That dog tale, recounted in Noem’s 2024 book No Going Back, sparked national outrage and weeks of headlines. Noem defended the decision as a hard farm call, but critics across the spectrum weren’t buying it. Animal advocates, late-night hosts, and even some conservatives torched her judgment.

Enter South Park, which recently cranked the satire to 11. In the August episode “Got a Nut,” the show portrayed Noem as a ruthless, image-obsessed ICE boss who shoots dogs and suffers a grotesque cosmetic meltdown. Noem fired back, calling the show “petty” and “lazy,” but the jabs only amplified the bit.

Meanwhile, Noem’s day job is producing its own meme fuel. The Department of Homeland Security had to publicly torch a viral rumor that she was backing a reality show where migrants would “compete” for U.S. citizenship. DHS branded the story “completely false” in a May statement, and the department’s unusually blunt pushback only highlighted how fast such rumors can take root.

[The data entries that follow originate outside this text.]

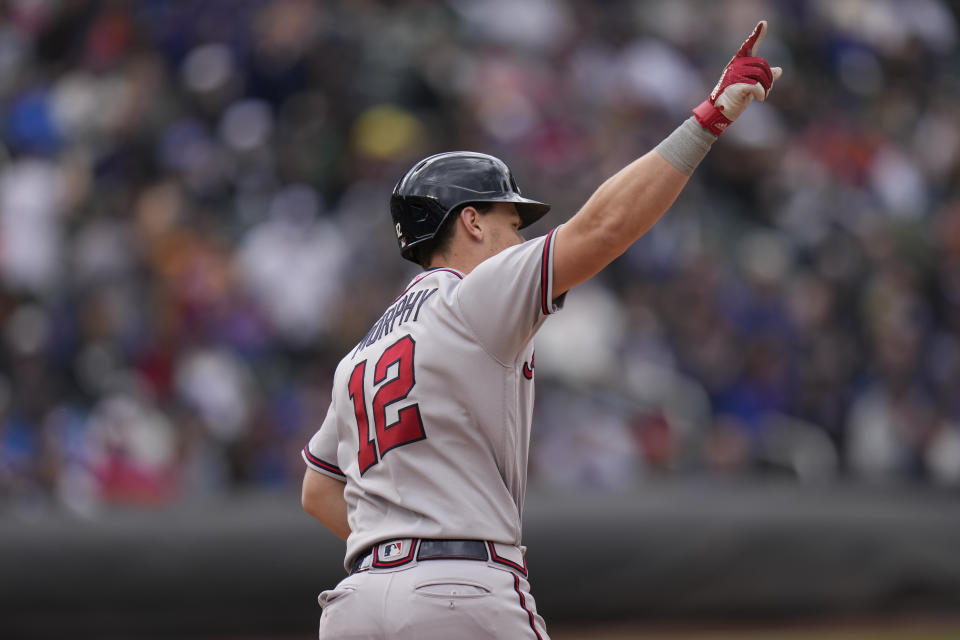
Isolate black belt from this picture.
[350,539,490,575]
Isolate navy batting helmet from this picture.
[390,151,550,262]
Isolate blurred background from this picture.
[0,0,960,637]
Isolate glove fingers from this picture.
[736,20,767,58]
[767,67,783,98]
[741,58,774,89]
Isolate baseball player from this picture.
[303,22,781,640]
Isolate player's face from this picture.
[482,202,524,256]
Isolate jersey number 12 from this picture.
[348,336,427,475]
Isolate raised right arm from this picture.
[553,21,781,297]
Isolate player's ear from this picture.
[460,205,483,241]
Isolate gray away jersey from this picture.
[303,229,562,566]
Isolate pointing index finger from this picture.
[737,20,767,57]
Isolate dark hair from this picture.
[410,202,495,269]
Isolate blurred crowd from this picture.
[0,0,960,514]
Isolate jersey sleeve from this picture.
[457,229,563,364]
[302,402,346,481]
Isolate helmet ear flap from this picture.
[390,151,550,262]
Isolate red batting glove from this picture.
[693,20,783,136]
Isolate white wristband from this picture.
[656,117,718,176]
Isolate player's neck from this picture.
[427,250,483,274]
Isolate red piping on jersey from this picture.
[540,227,557,316]
[390,267,463,304]
[513,574,543,640]
[303,445,346,477]
[487,541,527,576]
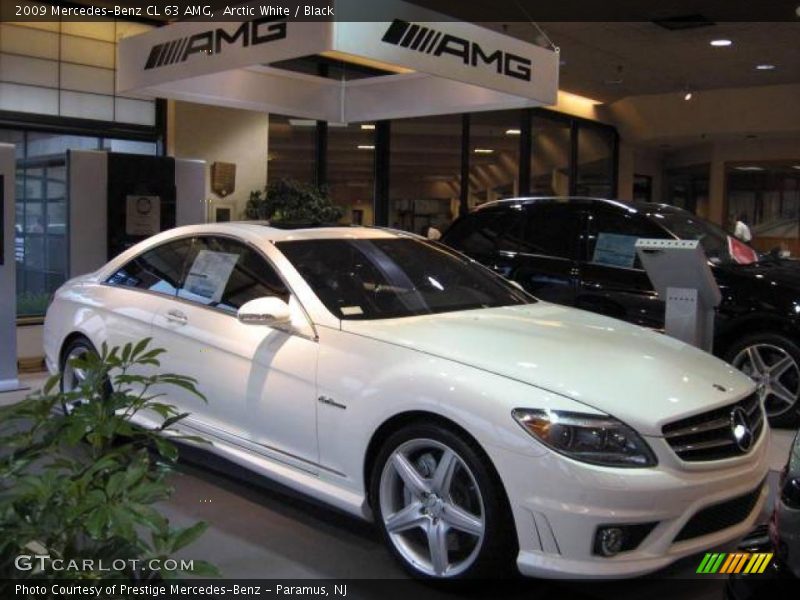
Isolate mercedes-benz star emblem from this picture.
[731,406,753,452]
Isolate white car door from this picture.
[153,236,319,471]
[101,238,192,364]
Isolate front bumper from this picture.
[490,428,769,578]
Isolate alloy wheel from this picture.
[732,344,800,417]
[379,439,486,577]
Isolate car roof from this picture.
[154,221,410,242]
[475,196,681,213]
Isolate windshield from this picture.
[651,212,738,264]
[276,238,534,319]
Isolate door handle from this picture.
[167,309,189,324]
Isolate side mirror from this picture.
[236,296,291,327]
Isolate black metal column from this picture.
[517,109,533,196]
[314,121,328,187]
[458,113,470,216]
[372,121,391,227]
[569,121,578,196]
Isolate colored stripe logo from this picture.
[697,552,773,575]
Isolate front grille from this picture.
[675,482,764,542]
[661,394,764,462]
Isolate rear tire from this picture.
[725,333,800,428]
[370,423,517,581]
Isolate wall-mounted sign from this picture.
[125,194,161,236]
[117,0,559,122]
[211,162,236,197]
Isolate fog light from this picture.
[595,527,625,556]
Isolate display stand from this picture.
[0,144,25,392]
[636,239,722,352]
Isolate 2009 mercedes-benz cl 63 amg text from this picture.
[45,223,769,578]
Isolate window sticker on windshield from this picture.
[183,250,239,304]
[592,233,639,268]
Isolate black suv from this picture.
[442,198,800,427]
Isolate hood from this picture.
[720,259,800,291]
[342,302,755,436]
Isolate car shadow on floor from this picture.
[170,446,724,600]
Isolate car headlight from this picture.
[511,408,657,467]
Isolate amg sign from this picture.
[144,17,286,70]
[381,19,532,81]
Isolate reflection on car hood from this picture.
[342,302,754,435]
[721,260,800,290]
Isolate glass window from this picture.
[277,238,532,319]
[725,164,800,257]
[107,238,192,296]
[389,115,461,233]
[575,123,615,198]
[443,207,528,256]
[531,115,572,196]
[587,210,670,269]
[0,129,157,317]
[267,113,317,183]
[525,204,581,259]
[469,110,521,207]
[327,123,375,225]
[178,237,289,314]
[664,164,711,214]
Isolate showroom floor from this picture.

And now there’s a new, nastier label chasing her around Washington: ICE Barbie. The nickname resurfaced as critics mocked Noem’s glossy photo-ops and hard-line deportation theatrics, then stuck after a diplomatic embarrassment with Argentina blew up into a headline-splashed mess. Noem inked a splashy statement of intent on a visa-waiver deal during a July trip, but the signing allegedly blindsided other senior officials, and the rollout collapsed just as an Argentine delegation was flying in. Internally, it was called “embarrassing.” Externally, it looked like style over substance.

The pile-on has a rhythm now: a controversy, a viral nickname, a pop-culture dunk, repeat. And the source material keeps coming. The dog-shooting episode is still defining Noem’s national persona, with a single passage in her memoir detonating a would-be VP audition and reshaping how voters heard her name. South Park simply pressed that bruise harder, turning “Cruella” from a one-liner into a running gag.

To be clear, Noem isn’t exactly shrinking from the spotlight. Since becoming Secretary of Homeland Security in January 2025, she’s leaned into high-visibility enforcement and headline-grabbing messaging, drawing cheers from hardliners and jeers from almost everyone else. That visibility, plus the television ridicule, is how a cutting nickname metastasizes into a brand problem. The Cruella De Vil tag was bad, “ICE Barbie” is worse, because it marries the cruelty charge to a caricature of vanity, and it’s arriving alongside policy stumbles big enough to make diplomatic waves.

Bottom line is in politics, nicknames stick when they rhyme with the news. Between the dog saga that won’t die, the DHS rumor-mill fiasco, and South Park’s savage portrayal, Noem’s critics have all the raw material they need. If she wants to shake the labels, the fix isn’t a better clapback, it’s fewer unforced errors and a lot less fodder for the animators.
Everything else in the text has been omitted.